Recevoir une demande de renonciation peut effrayer, mais elle s’avère souvent avantageuse pour vous. Si vous refusez de la signer, le créancier n’aura d’autre choix que de vous faire notifier un commandement de payer par l’Office des poursuites ou de déposer une requête devant le Juge de paix pour figer le délai légal.
Quand cette déclaration est-elle demandée ?
- Négociation d’un litige : Les parties discutent d’un arrangement et le délai de prescription risque d’échoir.
- Garantie pour les défauts : Un maître d’ouvrage attend une réparation, mais le délai légal de 2 ou 5 ans (CO 371) arrive à sa fin.
- Assurances : La compagnie d’assurance exige du temps pour finaliser son enquête avant de verser l’indemnité.

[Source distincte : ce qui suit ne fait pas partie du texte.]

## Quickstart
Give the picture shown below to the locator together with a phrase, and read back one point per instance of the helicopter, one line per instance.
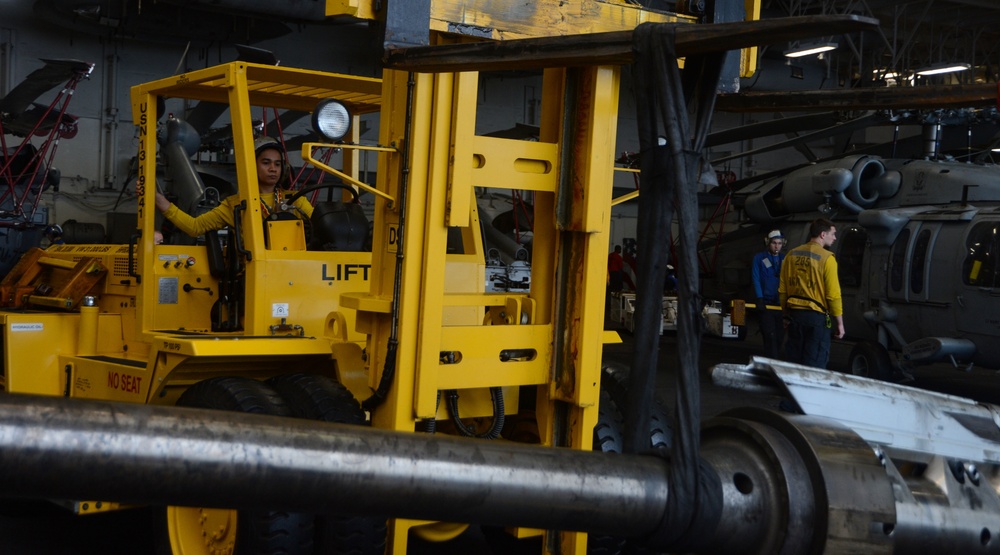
(917, 249)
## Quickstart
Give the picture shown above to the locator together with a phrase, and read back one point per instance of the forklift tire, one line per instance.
(614, 379)
(870, 360)
(232, 531)
(607, 439)
(316, 397)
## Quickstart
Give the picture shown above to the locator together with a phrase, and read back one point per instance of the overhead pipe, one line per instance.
(788, 483)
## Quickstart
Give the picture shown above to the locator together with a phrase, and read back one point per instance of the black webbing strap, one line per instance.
(667, 103)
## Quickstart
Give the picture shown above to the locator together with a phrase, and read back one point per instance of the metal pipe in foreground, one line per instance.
(164, 455)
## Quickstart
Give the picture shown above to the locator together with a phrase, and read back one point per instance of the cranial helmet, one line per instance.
(264, 143)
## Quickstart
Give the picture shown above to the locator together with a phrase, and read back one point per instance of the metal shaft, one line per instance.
(164, 455)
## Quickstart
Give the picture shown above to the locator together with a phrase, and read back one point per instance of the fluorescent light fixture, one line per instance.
(808, 49)
(938, 69)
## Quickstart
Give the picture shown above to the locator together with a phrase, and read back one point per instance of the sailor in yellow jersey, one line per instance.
(270, 167)
(809, 292)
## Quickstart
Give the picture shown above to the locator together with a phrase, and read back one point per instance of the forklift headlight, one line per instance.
(331, 120)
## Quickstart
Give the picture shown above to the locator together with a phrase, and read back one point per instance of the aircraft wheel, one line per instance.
(316, 397)
(871, 360)
(201, 531)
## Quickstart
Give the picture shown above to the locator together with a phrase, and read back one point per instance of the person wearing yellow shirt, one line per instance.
(809, 293)
(270, 167)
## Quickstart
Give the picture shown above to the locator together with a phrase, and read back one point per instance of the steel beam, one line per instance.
(615, 48)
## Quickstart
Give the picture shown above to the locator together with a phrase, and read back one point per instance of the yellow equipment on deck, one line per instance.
(406, 327)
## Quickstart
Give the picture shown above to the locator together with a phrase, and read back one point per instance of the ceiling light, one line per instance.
(808, 49)
(938, 69)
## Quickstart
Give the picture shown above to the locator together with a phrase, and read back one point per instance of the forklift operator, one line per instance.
(271, 169)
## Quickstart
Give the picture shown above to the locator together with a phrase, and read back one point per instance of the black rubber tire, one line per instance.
(258, 532)
(607, 439)
(316, 397)
(614, 379)
(870, 360)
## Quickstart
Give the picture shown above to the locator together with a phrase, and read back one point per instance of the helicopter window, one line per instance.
(919, 261)
(896, 260)
(851, 256)
(980, 266)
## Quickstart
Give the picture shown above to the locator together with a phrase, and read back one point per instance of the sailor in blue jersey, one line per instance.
(766, 275)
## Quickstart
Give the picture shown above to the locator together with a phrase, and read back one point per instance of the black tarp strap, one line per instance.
(674, 113)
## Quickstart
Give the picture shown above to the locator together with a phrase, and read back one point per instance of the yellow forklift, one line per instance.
(400, 336)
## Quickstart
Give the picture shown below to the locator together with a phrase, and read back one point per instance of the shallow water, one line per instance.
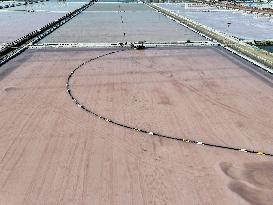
(268, 48)
(103, 23)
(18, 21)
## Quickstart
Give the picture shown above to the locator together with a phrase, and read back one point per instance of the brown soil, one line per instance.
(52, 152)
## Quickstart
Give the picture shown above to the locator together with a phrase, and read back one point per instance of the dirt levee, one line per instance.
(52, 152)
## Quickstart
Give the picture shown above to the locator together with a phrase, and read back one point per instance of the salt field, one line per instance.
(18, 21)
(108, 23)
(163, 123)
(234, 23)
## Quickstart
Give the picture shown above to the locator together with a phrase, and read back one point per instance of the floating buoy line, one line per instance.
(151, 133)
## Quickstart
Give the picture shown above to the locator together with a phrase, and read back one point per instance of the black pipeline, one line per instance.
(151, 133)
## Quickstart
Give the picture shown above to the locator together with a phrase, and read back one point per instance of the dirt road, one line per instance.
(51, 152)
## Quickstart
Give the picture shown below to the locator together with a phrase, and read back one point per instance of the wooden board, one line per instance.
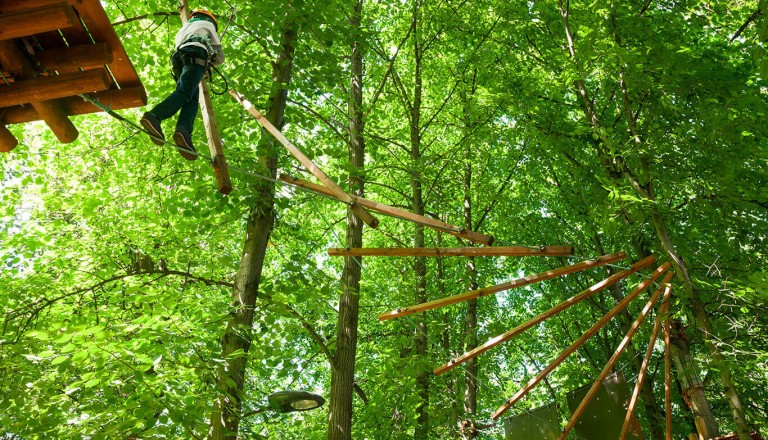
(500, 251)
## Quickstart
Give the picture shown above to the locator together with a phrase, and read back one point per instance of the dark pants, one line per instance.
(185, 96)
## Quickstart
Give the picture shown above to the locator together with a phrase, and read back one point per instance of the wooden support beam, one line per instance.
(335, 189)
(35, 21)
(667, 368)
(519, 282)
(643, 369)
(7, 140)
(576, 415)
(579, 342)
(472, 236)
(570, 302)
(500, 251)
(50, 111)
(74, 58)
(46, 88)
(75, 105)
(215, 147)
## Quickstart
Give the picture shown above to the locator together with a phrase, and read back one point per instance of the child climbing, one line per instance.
(197, 47)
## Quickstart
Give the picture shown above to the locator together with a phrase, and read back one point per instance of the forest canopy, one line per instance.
(140, 302)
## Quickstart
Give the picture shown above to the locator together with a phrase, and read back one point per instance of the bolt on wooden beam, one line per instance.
(500, 251)
(579, 342)
(519, 282)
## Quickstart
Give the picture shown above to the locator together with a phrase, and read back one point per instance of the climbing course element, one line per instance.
(545, 315)
(619, 350)
(579, 342)
(519, 282)
(662, 317)
(332, 186)
(456, 231)
(500, 251)
(216, 148)
(50, 52)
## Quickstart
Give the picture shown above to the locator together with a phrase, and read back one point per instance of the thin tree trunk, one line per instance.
(225, 417)
(470, 319)
(343, 367)
(419, 267)
(617, 169)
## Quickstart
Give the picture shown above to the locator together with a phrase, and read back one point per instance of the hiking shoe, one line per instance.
(152, 125)
(184, 141)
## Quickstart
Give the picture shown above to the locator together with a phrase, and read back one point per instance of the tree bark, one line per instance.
(225, 417)
(470, 319)
(343, 366)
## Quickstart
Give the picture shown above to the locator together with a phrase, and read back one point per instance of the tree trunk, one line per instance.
(343, 367)
(225, 417)
(419, 267)
(470, 319)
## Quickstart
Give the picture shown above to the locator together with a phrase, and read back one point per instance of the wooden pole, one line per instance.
(519, 282)
(36, 21)
(667, 369)
(456, 231)
(7, 140)
(216, 148)
(617, 353)
(50, 111)
(500, 251)
(73, 58)
(572, 301)
(644, 369)
(579, 342)
(75, 105)
(47, 88)
(335, 189)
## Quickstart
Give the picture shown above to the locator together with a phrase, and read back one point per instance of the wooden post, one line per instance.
(47, 88)
(50, 111)
(456, 231)
(36, 21)
(579, 342)
(73, 58)
(519, 282)
(617, 353)
(572, 301)
(500, 251)
(7, 140)
(220, 167)
(644, 368)
(667, 369)
(339, 193)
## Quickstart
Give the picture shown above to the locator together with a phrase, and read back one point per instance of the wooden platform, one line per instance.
(50, 52)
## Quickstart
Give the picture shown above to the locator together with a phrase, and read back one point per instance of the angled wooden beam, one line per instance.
(334, 188)
(75, 105)
(667, 368)
(73, 58)
(47, 88)
(35, 21)
(456, 231)
(7, 140)
(519, 282)
(579, 342)
(216, 148)
(500, 251)
(643, 370)
(50, 111)
(572, 301)
(576, 415)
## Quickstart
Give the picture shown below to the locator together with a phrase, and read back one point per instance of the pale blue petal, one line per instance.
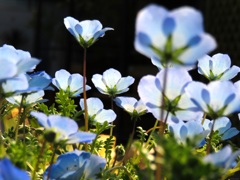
(105, 115)
(81, 137)
(149, 93)
(194, 92)
(230, 73)
(189, 23)
(89, 28)
(124, 83)
(193, 53)
(222, 124)
(63, 125)
(101, 33)
(99, 84)
(177, 79)
(111, 77)
(61, 79)
(220, 63)
(203, 65)
(15, 84)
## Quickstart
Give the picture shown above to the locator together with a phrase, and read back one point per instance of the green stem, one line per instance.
(152, 130)
(51, 162)
(161, 130)
(85, 93)
(111, 129)
(38, 159)
(204, 117)
(210, 139)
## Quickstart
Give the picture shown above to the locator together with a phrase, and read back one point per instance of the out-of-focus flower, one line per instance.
(223, 127)
(217, 67)
(176, 102)
(30, 99)
(96, 113)
(192, 130)
(217, 99)
(76, 165)
(86, 32)
(15, 62)
(70, 83)
(174, 37)
(224, 158)
(62, 129)
(9, 171)
(112, 82)
(134, 107)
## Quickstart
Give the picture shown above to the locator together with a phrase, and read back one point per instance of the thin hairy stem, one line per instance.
(210, 139)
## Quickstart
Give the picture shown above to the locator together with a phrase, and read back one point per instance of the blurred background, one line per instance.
(37, 26)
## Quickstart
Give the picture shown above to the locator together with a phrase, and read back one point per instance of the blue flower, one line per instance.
(15, 62)
(8, 171)
(217, 67)
(224, 158)
(223, 127)
(31, 99)
(70, 83)
(76, 165)
(217, 99)
(64, 128)
(174, 37)
(134, 107)
(176, 102)
(86, 32)
(96, 112)
(112, 82)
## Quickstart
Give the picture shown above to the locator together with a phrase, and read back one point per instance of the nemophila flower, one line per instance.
(112, 82)
(192, 130)
(217, 67)
(224, 158)
(96, 113)
(222, 126)
(217, 99)
(9, 171)
(70, 83)
(174, 37)
(86, 32)
(134, 107)
(76, 165)
(14, 62)
(176, 102)
(62, 129)
(30, 99)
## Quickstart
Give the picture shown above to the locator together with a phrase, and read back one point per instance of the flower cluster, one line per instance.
(191, 116)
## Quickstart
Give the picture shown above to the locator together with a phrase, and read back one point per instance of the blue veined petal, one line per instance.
(168, 26)
(81, 137)
(230, 73)
(61, 79)
(94, 105)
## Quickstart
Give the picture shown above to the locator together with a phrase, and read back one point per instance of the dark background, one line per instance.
(37, 26)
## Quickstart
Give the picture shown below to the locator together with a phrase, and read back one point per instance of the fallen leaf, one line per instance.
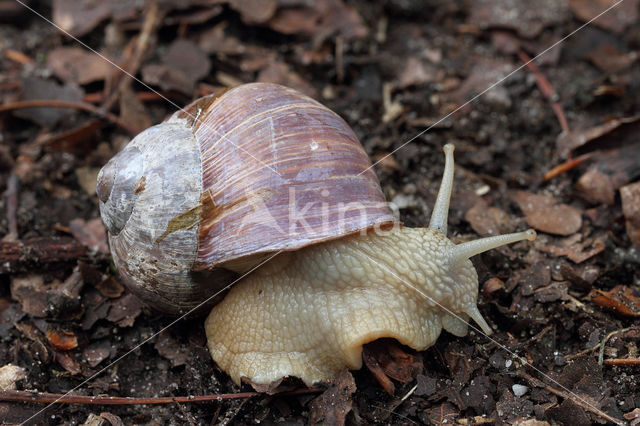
(9, 375)
(333, 405)
(80, 17)
(321, 19)
(536, 276)
(78, 65)
(488, 221)
(616, 20)
(88, 178)
(280, 73)
(30, 291)
(254, 11)
(385, 358)
(633, 416)
(182, 66)
(90, 233)
(216, 42)
(133, 111)
(125, 310)
(519, 16)
(612, 171)
(612, 130)
(169, 348)
(62, 339)
(37, 89)
(110, 287)
(546, 214)
(575, 250)
(112, 418)
(611, 60)
(630, 196)
(67, 362)
(415, 72)
(619, 299)
(95, 353)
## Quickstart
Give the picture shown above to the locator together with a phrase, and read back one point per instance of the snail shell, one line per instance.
(192, 202)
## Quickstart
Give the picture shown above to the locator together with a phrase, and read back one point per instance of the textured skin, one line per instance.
(308, 314)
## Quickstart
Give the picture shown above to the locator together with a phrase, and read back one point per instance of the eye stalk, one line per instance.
(116, 188)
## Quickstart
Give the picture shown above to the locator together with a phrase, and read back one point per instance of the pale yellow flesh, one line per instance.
(308, 313)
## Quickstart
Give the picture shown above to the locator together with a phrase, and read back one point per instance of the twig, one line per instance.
(12, 207)
(152, 18)
(604, 342)
(535, 382)
(17, 56)
(586, 351)
(97, 97)
(567, 165)
(546, 89)
(45, 397)
(82, 106)
(622, 361)
(16, 256)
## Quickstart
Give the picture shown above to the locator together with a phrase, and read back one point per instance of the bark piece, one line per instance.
(544, 213)
(630, 195)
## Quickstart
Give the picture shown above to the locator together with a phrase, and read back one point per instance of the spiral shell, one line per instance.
(193, 202)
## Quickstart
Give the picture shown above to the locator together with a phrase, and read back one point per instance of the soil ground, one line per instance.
(392, 70)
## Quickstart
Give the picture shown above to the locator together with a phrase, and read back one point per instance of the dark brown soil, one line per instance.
(64, 315)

- Plan de paiement : Un créancier vous accorde un délai supplémentaire pour rembourser vos dettes et souhaite sécuriser sa position financière.
Exemple concret : Un litige de construction
Vous avez fait refaire votre toit, mais des défauts d’étanchéité apparaissent 4 ans et 10 mois plus tard. La garantie légale de 5 ans arrive à échéance imminente. L’artisan a besoin de quelques mois pour expertiser le problème, mais le délai de prescription approche à grands pas.
À retenir
Au lieu de lancer une réquisition de poursuite en urgence à l’Office des poursuites pour interrompre le délai, vous demandez à l’artisan de signer une déclaration de renonciation à la prescription pour une durée de 2 ans.
S’il signe, vous pouvez organiser l’expertise sereinement. S’il refuse, vous devez impérativement déposer une requête de conciliation ou lancer une poursuite avant l’échéance des 5 ans pour protéger vos droits (Art. 135 CO).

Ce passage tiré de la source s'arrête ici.